The New York Times’ Dealbook blog reports on from Davos on discussions of the so-called Beijing Consensus, or the Chinese mdoel of economic-political development:
But what actually characterizes the Chinese model? A Chinese economist here at Davos, who preferred to remain anonymous, tried to shed some light on the question, citing four key characteristics he said define Beijing’s communist-capitalist-Confucian system.
Policy toolkit: The Chinese authorities have a much larger toolkit to interfere in the economy, he said. They can regulate and tax and hand out contracts like in the West. But they also can – and don’t hesitate to – meddle in financial markets if they feel a share price, for example, is not at the right level.

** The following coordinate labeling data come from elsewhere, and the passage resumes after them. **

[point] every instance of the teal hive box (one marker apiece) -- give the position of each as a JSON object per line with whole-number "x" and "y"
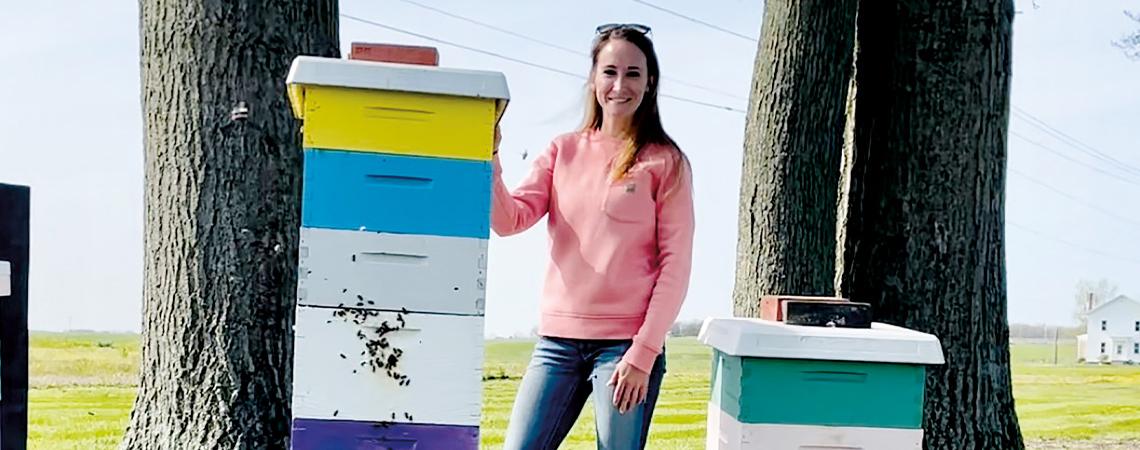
{"x": 784, "y": 386}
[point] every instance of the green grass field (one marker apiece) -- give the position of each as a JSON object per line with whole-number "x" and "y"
{"x": 82, "y": 389}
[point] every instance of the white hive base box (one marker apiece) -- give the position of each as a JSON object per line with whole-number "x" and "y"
{"x": 441, "y": 358}
{"x": 389, "y": 271}
{"x": 725, "y": 433}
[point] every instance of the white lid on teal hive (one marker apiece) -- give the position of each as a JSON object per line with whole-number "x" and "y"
{"x": 5, "y": 278}
{"x": 407, "y": 78}
{"x": 766, "y": 338}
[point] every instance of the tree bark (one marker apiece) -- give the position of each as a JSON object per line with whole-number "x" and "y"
{"x": 222, "y": 217}
{"x": 792, "y": 147}
{"x": 925, "y": 220}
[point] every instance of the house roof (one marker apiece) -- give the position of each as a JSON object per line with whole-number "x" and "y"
{"x": 1118, "y": 299}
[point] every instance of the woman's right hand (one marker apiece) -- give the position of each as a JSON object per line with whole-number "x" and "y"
{"x": 498, "y": 138}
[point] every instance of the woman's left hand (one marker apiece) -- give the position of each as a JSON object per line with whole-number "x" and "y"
{"x": 630, "y": 386}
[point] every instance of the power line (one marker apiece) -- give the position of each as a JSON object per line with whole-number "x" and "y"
{"x": 1020, "y": 113}
{"x": 1061, "y": 154}
{"x": 1067, "y": 243}
{"x": 555, "y": 46}
{"x": 489, "y": 26}
{"x": 747, "y": 38}
{"x": 523, "y": 62}
{"x": 1066, "y": 195}
{"x": 1073, "y": 141}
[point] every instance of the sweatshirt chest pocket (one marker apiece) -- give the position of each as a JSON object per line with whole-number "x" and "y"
{"x": 630, "y": 199}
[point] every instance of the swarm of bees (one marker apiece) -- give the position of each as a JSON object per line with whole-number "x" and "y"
{"x": 379, "y": 354}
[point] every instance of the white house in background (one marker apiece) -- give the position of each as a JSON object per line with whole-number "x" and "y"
{"x": 1114, "y": 333}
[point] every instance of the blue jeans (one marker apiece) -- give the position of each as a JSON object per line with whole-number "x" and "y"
{"x": 562, "y": 374}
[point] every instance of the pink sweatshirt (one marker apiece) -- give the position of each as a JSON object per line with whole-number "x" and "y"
{"x": 620, "y": 252}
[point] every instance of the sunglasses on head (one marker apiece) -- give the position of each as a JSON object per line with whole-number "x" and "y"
{"x": 610, "y": 27}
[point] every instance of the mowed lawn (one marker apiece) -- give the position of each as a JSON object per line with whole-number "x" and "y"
{"x": 82, "y": 389}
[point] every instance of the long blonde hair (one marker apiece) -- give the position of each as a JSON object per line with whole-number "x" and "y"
{"x": 645, "y": 128}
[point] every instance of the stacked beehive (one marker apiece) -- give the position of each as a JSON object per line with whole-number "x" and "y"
{"x": 393, "y": 253}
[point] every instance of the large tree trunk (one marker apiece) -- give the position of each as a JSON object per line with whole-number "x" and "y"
{"x": 926, "y": 214}
{"x": 222, "y": 217}
{"x": 792, "y": 146}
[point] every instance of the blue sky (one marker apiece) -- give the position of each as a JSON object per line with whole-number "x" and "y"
{"x": 71, "y": 128}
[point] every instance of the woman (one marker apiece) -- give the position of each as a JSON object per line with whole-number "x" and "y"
{"x": 618, "y": 194}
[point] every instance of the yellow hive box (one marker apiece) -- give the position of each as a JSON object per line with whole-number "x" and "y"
{"x": 397, "y": 108}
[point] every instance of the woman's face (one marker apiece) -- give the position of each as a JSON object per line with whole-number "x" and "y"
{"x": 619, "y": 79}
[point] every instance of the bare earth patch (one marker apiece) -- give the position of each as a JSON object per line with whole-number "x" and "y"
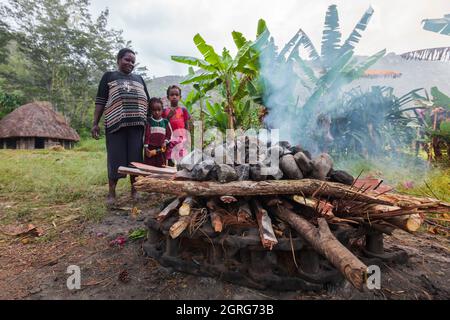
{"x": 37, "y": 270}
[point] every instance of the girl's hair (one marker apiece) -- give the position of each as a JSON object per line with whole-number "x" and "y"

Corporate allegiance: Many companies are not only state-owned, but accountable to the government as well. The government picks the management and managers report to the government. They are motivated less by pay than their Western counterparts, mainly because they are paid less: Even the boss of ICBC, the world’s biggest bank by some measures, reportedly earns less than $200,000 a year.
Resources: Beijing controls unusually large resources. They have not just nearly $3 trillion in currency reserves and get a steady stream of profits from state-owned business but they also control all the land. “Fiscal problems do not exist in China,” the economist said. “If they authorities need money they can just sell some land.”
Long-term planning: The authorities in Beijing set long-term strategic priorities and then systematically pursue them in five-year-plans.